O rei, a ponto de enlouquecer de raiva, disse:
- Realmente ouvi isso que você disse? Ponha-te em seu lugar, inseto miserável, não irei tolerar nem mais uma blasfêmia contra Deus! Realmente te abomino, criança tola, mas como Deus lhe escolheu, aceitarei sua condição, porém proponho um pacto de alma mediante a Deus! - Exclamou o Rei.
- Pacto? Isso é como um contrato ou algo do tipo? - exclamei para o rei imbecil.
- Sim é exatamente um contrato, a condição de quebra desse contrato é a absolvição do âmago isso significa morte irreversível, pois o âmago é a alma e essência de todo humano, tudo que te define está dentro de seu âmago até mesmo sua definição como a heroína está gravado em seu âmago, caso você o quebre tomarei tudo de você, o mesmo vale para mim! - Disse o Rei claramente irritado, mas seriamente disposto a assinar o pacto.
- Uma roleta russa em! Você realmente está colocando tudo na mesa, acho que de alguma forma perfurei seu ego, hahahahahaha! Mas você não vai me amedrontar com isso, vossa majestade, já morri uma vez mesmo, apenas estou aqui por um acaso, nesse mundo não tenho nada a perder! Então, aceito o seu contrato, majestade. Impondo a condição de que o império disponibilize os melhores professores que esse lugar tem a oferecer e também quero apenas os mais fortes em meu grupo! - exclamei, rindo da reação do rei imbecil e surpreso.
O rei exitou por um pouco, então ele aceitou o contrato dizendo:
- Certo que assim seja feito, mas para que ninguém esqueça esse pacto, farei o ritual! - Disse o rei, juntando alguns magos que estavam ao redor.
Os magos rapidamente formaram um círculo em nossa volta, e bem no centro do salão começaram a desenhar símbolos estranhos no chão, então o rei começou a fazer o mesmo rapidamente, sincronizando com todos os magos.
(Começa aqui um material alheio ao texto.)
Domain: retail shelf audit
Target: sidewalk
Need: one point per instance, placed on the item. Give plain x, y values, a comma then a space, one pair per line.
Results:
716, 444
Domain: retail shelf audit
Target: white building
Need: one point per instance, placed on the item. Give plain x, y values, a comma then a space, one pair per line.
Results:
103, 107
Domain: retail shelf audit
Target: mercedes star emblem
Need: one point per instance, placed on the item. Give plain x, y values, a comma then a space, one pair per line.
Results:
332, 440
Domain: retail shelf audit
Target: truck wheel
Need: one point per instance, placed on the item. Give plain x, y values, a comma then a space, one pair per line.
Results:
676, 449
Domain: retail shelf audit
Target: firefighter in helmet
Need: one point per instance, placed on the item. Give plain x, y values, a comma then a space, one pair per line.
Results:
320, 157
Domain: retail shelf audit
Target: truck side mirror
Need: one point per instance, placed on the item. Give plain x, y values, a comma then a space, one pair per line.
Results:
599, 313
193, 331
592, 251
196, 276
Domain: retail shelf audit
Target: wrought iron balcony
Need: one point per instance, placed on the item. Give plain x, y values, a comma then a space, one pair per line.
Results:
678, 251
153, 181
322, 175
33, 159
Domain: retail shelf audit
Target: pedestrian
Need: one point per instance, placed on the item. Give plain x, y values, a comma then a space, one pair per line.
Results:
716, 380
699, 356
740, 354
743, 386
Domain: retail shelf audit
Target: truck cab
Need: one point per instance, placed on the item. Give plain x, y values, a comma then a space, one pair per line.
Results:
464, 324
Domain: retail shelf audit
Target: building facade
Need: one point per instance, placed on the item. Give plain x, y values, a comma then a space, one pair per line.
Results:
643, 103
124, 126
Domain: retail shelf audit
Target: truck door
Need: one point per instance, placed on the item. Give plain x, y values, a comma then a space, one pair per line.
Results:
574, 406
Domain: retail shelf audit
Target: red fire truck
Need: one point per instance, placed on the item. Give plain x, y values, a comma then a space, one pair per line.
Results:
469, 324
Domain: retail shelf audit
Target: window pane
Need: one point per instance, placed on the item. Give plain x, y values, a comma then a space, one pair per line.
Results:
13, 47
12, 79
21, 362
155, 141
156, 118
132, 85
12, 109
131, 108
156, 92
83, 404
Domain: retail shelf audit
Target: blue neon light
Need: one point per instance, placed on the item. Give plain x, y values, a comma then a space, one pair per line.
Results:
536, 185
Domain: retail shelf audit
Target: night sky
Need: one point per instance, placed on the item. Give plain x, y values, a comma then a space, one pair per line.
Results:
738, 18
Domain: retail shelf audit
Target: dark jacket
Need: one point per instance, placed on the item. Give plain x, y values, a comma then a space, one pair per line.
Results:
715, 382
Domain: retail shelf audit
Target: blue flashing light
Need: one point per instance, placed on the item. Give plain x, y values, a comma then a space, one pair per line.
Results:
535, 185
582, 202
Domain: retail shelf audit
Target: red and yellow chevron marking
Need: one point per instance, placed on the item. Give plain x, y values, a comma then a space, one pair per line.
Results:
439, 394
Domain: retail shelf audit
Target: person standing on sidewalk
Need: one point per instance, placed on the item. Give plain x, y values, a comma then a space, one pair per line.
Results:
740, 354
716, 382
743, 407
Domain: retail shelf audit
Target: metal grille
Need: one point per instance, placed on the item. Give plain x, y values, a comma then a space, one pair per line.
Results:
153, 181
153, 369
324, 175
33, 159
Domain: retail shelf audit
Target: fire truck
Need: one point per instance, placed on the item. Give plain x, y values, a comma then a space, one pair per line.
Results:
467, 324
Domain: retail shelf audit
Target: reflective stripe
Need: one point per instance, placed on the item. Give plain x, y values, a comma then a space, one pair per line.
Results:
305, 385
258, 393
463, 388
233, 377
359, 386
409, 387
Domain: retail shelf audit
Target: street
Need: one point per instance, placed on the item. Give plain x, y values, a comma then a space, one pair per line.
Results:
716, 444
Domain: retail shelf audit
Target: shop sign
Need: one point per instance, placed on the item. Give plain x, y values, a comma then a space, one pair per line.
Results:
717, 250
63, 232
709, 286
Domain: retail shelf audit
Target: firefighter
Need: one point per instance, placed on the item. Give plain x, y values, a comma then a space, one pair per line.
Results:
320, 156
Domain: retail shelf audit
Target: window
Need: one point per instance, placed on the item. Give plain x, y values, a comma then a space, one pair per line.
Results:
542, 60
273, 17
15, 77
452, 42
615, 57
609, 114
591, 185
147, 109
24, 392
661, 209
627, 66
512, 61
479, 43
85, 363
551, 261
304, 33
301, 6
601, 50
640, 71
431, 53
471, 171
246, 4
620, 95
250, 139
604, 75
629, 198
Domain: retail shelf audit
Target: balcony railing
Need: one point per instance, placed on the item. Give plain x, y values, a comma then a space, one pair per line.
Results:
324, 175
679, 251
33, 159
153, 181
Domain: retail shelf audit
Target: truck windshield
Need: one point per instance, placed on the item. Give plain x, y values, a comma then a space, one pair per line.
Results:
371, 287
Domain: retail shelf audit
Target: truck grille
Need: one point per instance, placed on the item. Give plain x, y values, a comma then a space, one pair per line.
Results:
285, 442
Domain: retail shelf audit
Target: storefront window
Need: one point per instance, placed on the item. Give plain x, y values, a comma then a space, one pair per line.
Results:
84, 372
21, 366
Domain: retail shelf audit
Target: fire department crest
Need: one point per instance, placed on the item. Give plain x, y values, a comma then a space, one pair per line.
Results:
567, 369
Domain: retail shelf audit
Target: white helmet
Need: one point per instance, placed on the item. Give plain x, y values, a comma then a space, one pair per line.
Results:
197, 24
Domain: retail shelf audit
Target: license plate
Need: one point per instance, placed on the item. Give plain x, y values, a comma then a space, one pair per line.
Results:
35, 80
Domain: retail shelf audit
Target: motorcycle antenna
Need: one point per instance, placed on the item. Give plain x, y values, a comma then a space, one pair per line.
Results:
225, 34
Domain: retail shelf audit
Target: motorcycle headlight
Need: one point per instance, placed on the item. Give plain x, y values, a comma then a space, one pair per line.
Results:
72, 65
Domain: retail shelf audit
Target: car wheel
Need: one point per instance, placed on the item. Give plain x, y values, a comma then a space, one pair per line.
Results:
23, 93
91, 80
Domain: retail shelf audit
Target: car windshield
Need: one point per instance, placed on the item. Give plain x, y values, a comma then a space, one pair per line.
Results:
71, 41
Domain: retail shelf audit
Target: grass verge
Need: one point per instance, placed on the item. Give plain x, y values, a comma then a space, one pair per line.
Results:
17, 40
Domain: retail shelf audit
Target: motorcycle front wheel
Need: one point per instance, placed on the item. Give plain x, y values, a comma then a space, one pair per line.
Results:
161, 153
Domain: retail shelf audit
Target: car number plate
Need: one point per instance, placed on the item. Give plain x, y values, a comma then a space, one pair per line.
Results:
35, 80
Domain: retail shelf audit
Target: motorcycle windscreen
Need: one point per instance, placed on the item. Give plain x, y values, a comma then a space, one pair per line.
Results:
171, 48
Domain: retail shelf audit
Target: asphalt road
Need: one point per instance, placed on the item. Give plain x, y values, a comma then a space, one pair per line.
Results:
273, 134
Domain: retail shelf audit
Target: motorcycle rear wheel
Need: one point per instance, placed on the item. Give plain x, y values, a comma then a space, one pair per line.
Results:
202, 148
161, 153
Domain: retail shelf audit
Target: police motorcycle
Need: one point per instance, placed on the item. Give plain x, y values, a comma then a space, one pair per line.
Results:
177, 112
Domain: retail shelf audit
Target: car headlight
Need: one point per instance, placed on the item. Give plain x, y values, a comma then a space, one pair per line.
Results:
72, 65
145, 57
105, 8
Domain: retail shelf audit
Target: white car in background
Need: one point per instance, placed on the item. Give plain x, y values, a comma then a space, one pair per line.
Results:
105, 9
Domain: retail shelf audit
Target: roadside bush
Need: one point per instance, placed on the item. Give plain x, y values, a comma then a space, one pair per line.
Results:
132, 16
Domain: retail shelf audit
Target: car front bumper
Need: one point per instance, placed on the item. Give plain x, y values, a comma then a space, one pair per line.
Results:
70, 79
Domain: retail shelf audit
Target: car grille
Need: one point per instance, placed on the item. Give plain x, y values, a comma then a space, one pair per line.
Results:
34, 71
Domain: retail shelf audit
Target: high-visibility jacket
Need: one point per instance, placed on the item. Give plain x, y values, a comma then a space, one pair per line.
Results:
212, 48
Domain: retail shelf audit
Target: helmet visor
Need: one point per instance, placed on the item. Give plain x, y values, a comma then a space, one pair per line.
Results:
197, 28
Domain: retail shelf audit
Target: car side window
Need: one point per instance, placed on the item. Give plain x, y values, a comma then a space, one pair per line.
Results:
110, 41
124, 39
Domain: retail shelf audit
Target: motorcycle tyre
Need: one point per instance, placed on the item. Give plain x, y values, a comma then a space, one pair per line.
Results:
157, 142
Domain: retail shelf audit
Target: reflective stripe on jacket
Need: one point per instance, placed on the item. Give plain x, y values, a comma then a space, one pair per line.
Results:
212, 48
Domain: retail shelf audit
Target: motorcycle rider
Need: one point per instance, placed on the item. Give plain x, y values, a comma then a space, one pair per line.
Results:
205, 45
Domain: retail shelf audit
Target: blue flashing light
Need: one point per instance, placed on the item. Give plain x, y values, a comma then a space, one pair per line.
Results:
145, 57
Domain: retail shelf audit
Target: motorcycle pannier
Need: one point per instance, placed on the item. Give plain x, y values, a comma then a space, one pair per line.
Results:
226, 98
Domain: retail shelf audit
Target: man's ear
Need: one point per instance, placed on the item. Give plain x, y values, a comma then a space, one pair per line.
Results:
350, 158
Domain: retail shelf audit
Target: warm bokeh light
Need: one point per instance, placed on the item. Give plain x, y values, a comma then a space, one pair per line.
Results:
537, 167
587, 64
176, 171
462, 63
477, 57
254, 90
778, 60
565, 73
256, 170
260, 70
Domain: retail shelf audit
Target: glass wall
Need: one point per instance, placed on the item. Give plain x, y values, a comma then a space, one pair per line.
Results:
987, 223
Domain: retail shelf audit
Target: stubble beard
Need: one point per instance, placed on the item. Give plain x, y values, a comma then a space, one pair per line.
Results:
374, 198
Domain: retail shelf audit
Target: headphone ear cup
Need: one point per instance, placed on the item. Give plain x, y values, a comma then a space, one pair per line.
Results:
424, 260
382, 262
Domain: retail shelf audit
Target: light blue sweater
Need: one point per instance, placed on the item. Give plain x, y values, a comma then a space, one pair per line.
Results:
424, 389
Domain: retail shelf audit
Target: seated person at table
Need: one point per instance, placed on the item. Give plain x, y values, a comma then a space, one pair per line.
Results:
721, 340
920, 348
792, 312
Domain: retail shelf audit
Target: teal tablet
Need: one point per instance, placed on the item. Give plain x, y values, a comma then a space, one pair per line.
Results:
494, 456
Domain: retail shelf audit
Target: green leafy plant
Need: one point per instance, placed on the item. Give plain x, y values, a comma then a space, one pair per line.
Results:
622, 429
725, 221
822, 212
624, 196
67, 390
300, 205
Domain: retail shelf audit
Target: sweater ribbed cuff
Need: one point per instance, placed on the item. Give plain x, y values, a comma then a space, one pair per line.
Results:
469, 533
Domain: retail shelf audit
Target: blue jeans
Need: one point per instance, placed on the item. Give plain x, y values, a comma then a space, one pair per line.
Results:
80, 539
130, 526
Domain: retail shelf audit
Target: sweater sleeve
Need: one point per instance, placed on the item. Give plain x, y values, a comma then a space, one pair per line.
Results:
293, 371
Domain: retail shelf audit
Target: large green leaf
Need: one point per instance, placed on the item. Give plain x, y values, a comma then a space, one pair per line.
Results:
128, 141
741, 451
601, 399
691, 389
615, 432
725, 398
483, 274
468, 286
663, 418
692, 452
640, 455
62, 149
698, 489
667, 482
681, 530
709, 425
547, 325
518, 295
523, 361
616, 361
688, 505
Porém, logo o rei começou a recitar algo em uma velocidade surpreendente. Enquanto o rei recitava, uma luz circular em cima de nossas cabeças pareceu e do círculo um feixe de luz atingiu meu olho, que ficou cego por um tempinho até que voltasse a enxergar. O Rei também havia sido atingido por aquilo e, quando o vi, seu olho atingido tinha uma marca. O Rei, olhando para mim, disse:
- Vê essa marca em meu olho? Ela representa o pacto perante Deus, de mesmo modo, você possui uma, conforme o definido, quem quebrar o pacto sofrerá as consequências! - Declarou o rei com expressão séria.
Olhando o Rei, logo em seguida respondi:
- Certo, vossa majestade, entendo perfeitamente que assim seja, a partir deste contrato me declaro responsável pela execução de Serafina! - exclamei em tom sério, mantendo-me à altura de um herói.